At this crisis came from General Beauregard an order for the withdrawal of the troops, of which his chief of staff says: "General Beauregard, in the mean time, observing the exhausted, widely scattered condition of his army, directed it to be brought out of battle, collected, and restored to order as far as practicable, and to occupy for the night the captured encampments of the enemy. This, however, had been done in chief part by the officers in immediate command of the troops before the order was generally distributed." For this last allegation, or that the army was exhausted, there is not the slightest warrant.
The concurrent testimony of the generals and soldiers at the front is at one on all essential points. General Beauregard at Shiloh, two miles in the rear, with the debris of the army surging back upon him, the shells bursting around him, sick with his two months' previous malady, pictured in his imagination a wreck at the front, totally different from the actual condition there. Had this officer been with Bragg, and not greatly prostrated and suffering from severe sickness, I firmly believe his order would have been to advance, not to retire. And this in spite of his theory of his plan of battle, which he sums up as follows, and which is so different from General Johnston's: "By a rapid and vigorous attack on General Grant, it was expected he would be beaten back into his transports and the river, or captured in time to enable us to profit by the victory, and remove to the rear all the stores and munitions that would fall into our hands in such an event before the arrival of General Buell's army on the scene.

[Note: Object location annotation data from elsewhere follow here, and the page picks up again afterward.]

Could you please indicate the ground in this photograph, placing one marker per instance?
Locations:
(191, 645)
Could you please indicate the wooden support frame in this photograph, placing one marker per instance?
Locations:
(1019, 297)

It was never contemplated, however, to retain the position thus gained and abandon Corinth, the strategic point of General Beauregard's campaign." Why, then, did General Beauregard stop short in his career? Sunday evening it was not a question of retaining, but of gaining, Pittsburg Landing. Complete victory was in his grasp: and he threw it away. General Gibson says: "General Johnston's death was a tremendous catastrophe. There are no words adequate to express my own conception of the immensity of the loss to our country. Sometimes the hopes of millons of people depend upon one head and one arm. The West perished with Albert Sidney Johnston, and the Southern country followed."
Monday was General Beauregard's battle, and it was well fought. But in recalling his troops from the heights which commanded the enemy's landing, he gave away a position which during the night was occupied by Buell's 20,000 fresh troops, who thus regained the high grounds that had been won at such cost. Lew Wallace, too, had come up 6500 strong. Moreover, the orders had been conveyed by Beauregard's staff to brigades and even regiments to withdraw, and the troops wandered back over the field, without coherence, direction, or purpose, and encamped where chance provided for them. All array was lost, and, in the morning, they met the attack of nearly 30,000 fresh and organized troops, with no hope of success except from their native valor and the indomitable purpose roused by the triumph of Sunday. Their fortitude, their courage, and the free offering of their lives were equal to the day before. But it was a retreat, not an assault. They retired slowly and sullenly, shattered, but not overthrown, to Corinth, the strategic point of General Beauregard's campaign.